E-Alerts & Press Releases

PJC Supports Vulnerable Consumer’s Right to Jury Trial

Carter Bradley allegedly died from infected bed sores when he was denied proper care at a nursing home. After his death, his estate filed a medical malpractice claim, but the trial court ruled that the estate was contractually obliged to submit the claim to arbitration and prevented it from presenting the claim to a jury. Upon appeal of this decision, the Public Justice Center (PJC), along with the Maryland Employment Lawyers Association, Civil Justice, the Maryland Consumer Rights Coalition, and the National Association of Consumer Advocates, served as friends-of-the-court (amici curiae) and argued that mandatory arbitration contracts often creates hardships for consumers and employees who have limited bargaining power and lack financial resources. Monisha Cherayil and Matt Hill, respectively the current and former Francis D. Murnaghan, Jr. Appellate Advocacy Fellow, wrote the amicus brief.
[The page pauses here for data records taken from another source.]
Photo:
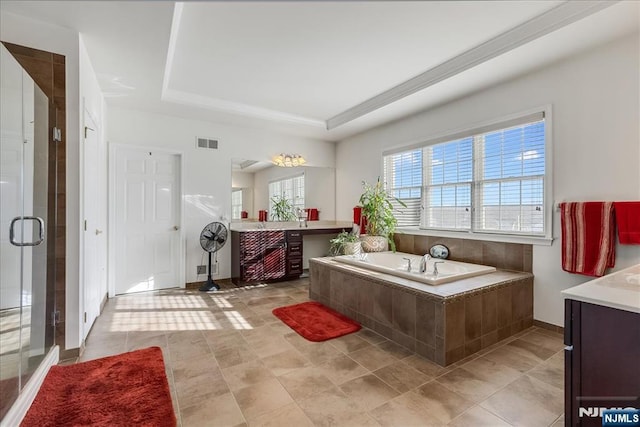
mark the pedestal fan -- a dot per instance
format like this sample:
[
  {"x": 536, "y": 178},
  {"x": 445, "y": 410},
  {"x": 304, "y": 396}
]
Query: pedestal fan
[{"x": 212, "y": 238}]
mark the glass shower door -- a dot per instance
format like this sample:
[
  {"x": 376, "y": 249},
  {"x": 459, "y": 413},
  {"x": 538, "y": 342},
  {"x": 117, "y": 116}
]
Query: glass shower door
[{"x": 26, "y": 332}]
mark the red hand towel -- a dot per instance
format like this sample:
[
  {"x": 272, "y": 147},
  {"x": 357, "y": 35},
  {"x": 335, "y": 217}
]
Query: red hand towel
[
  {"x": 628, "y": 219},
  {"x": 588, "y": 239}
]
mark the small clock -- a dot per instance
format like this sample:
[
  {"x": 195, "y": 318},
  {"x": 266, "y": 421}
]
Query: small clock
[{"x": 439, "y": 251}]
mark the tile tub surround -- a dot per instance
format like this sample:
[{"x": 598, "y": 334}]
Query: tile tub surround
[{"x": 443, "y": 323}]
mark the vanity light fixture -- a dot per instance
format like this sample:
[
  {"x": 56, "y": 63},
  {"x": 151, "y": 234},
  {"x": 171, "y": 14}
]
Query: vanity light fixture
[{"x": 289, "y": 160}]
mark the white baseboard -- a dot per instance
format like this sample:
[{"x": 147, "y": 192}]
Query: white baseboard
[{"x": 20, "y": 407}]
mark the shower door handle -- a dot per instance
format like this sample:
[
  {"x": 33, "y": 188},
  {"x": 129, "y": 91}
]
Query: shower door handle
[{"x": 12, "y": 236}]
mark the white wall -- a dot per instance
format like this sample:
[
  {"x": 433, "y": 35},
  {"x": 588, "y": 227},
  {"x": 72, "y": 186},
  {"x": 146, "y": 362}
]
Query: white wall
[
  {"x": 40, "y": 35},
  {"x": 319, "y": 188},
  {"x": 595, "y": 135},
  {"x": 207, "y": 173}
]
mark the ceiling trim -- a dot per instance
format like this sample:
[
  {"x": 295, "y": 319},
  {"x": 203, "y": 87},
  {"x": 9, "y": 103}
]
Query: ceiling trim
[
  {"x": 545, "y": 23},
  {"x": 192, "y": 99},
  {"x": 187, "y": 98}
]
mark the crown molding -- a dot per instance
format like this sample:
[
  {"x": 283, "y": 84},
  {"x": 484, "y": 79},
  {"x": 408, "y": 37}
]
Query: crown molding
[
  {"x": 192, "y": 99},
  {"x": 560, "y": 16}
]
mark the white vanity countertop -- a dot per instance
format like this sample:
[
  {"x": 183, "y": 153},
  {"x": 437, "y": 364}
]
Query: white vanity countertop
[
  {"x": 619, "y": 290},
  {"x": 289, "y": 225}
]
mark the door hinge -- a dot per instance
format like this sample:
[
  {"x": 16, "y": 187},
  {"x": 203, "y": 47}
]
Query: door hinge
[{"x": 86, "y": 128}]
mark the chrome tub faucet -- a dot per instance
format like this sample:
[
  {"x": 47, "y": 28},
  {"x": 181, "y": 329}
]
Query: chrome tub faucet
[{"x": 423, "y": 263}]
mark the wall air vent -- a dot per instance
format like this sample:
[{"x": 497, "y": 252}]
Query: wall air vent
[{"x": 207, "y": 143}]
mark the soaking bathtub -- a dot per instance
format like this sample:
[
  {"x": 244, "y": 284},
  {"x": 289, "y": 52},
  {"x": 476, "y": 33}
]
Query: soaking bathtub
[{"x": 396, "y": 263}]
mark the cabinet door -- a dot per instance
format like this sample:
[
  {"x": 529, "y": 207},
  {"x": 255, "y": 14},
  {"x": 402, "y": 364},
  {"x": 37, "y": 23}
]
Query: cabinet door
[
  {"x": 251, "y": 247},
  {"x": 274, "y": 262}
]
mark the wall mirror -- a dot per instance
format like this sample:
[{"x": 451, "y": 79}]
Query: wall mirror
[{"x": 255, "y": 184}]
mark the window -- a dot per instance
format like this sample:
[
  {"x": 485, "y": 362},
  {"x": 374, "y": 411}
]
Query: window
[
  {"x": 403, "y": 179},
  {"x": 490, "y": 180},
  {"x": 236, "y": 204},
  {"x": 291, "y": 189}
]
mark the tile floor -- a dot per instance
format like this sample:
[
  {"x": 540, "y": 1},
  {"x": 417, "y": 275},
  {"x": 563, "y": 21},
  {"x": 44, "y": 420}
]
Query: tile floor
[{"x": 230, "y": 362}]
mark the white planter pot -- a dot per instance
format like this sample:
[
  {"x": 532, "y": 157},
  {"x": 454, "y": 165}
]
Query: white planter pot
[
  {"x": 352, "y": 248},
  {"x": 374, "y": 243}
]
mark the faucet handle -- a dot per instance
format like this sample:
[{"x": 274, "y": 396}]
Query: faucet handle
[{"x": 435, "y": 267}]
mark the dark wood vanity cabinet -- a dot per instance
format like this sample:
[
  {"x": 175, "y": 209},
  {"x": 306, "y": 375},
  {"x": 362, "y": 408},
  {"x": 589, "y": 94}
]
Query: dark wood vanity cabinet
[
  {"x": 602, "y": 361},
  {"x": 258, "y": 256},
  {"x": 294, "y": 254},
  {"x": 270, "y": 255}
]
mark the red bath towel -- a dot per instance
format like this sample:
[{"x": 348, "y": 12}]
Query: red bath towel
[
  {"x": 588, "y": 239},
  {"x": 628, "y": 219}
]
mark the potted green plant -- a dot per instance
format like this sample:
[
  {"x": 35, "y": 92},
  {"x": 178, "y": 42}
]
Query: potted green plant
[
  {"x": 282, "y": 209},
  {"x": 345, "y": 243},
  {"x": 378, "y": 210}
]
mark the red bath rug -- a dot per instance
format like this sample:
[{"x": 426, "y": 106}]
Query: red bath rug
[
  {"x": 124, "y": 390},
  {"x": 316, "y": 322}
]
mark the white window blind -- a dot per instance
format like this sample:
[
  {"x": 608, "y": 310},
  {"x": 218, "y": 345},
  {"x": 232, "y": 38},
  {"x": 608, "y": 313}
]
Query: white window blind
[
  {"x": 292, "y": 189},
  {"x": 236, "y": 204},
  {"x": 511, "y": 180},
  {"x": 403, "y": 180},
  {"x": 449, "y": 173},
  {"x": 487, "y": 180}
]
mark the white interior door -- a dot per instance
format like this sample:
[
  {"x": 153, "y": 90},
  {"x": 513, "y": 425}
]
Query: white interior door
[
  {"x": 94, "y": 265},
  {"x": 147, "y": 220}
]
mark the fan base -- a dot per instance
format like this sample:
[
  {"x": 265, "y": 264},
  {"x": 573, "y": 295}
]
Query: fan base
[{"x": 209, "y": 285}]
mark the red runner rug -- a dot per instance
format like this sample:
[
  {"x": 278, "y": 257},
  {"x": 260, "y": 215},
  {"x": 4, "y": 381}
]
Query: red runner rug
[
  {"x": 316, "y": 322},
  {"x": 123, "y": 390}
]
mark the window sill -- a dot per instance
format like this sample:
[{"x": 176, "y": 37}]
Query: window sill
[{"x": 506, "y": 238}]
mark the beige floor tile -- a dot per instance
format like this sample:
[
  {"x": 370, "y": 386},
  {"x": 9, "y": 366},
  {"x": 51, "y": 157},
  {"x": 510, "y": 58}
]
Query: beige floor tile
[
  {"x": 331, "y": 408},
  {"x": 268, "y": 346},
  {"x": 492, "y": 372},
  {"x": 467, "y": 384},
  {"x": 221, "y": 411},
  {"x": 531, "y": 350},
  {"x": 320, "y": 353},
  {"x": 441, "y": 402},
  {"x": 425, "y": 366},
  {"x": 285, "y": 362},
  {"x": 251, "y": 357},
  {"x": 189, "y": 368},
  {"x": 246, "y": 374},
  {"x": 406, "y": 410},
  {"x": 289, "y": 415},
  {"x": 550, "y": 372},
  {"x": 401, "y": 376},
  {"x": 478, "y": 417},
  {"x": 260, "y": 398},
  {"x": 372, "y": 357},
  {"x": 511, "y": 357},
  {"x": 200, "y": 389},
  {"x": 550, "y": 341},
  {"x": 394, "y": 349},
  {"x": 140, "y": 340},
  {"x": 342, "y": 369},
  {"x": 303, "y": 383},
  {"x": 349, "y": 343},
  {"x": 527, "y": 402},
  {"x": 368, "y": 391},
  {"x": 232, "y": 356},
  {"x": 370, "y": 336},
  {"x": 189, "y": 350}
]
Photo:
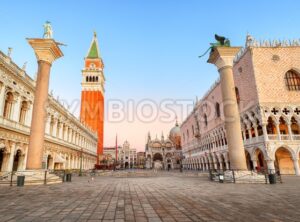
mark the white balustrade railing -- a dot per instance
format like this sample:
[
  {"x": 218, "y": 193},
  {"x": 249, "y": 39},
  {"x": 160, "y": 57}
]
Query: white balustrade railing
[
  {"x": 285, "y": 137},
  {"x": 10, "y": 124},
  {"x": 273, "y": 137},
  {"x": 7, "y": 123},
  {"x": 296, "y": 137}
]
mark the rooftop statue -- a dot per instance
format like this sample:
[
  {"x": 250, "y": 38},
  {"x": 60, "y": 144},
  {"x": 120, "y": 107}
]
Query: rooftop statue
[
  {"x": 221, "y": 41},
  {"x": 48, "y": 30}
]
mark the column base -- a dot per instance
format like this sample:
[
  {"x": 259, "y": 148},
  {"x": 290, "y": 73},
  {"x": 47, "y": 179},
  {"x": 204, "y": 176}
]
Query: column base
[
  {"x": 33, "y": 177},
  {"x": 240, "y": 176}
]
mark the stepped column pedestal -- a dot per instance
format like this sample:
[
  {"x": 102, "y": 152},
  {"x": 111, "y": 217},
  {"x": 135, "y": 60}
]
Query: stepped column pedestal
[{"x": 222, "y": 57}]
The PJC’s brief explained that litigants who live in poverty have a harder time pursuing claims against employers or providers of goods and services when they participate in arbitration rather than litigating in court. For example, in arbitration, individuals often cannot seek attorney’s fees or punitive damages or proceed by class action, and they are frequently required to pay fees up front even if they are poor. Because individuals living in poverty lack bargaining power, they usually have no choice but to enter into these agreements as a condition of employment or receiving needed goods and services. The result is that thousands of people living in poverty are effectively unable to secure remedies for injuries they have suffered at the hands of employers and other institutional actors.

On May 24, the Court of Appeals ruled that Bradley’s estate had a right to litigate its claims in court. The court’s opinion mentioned the PJC’s brief, and acknowledged that arbitration agreements can be unfair to people who lack bargaining power, at least in the healthcare context.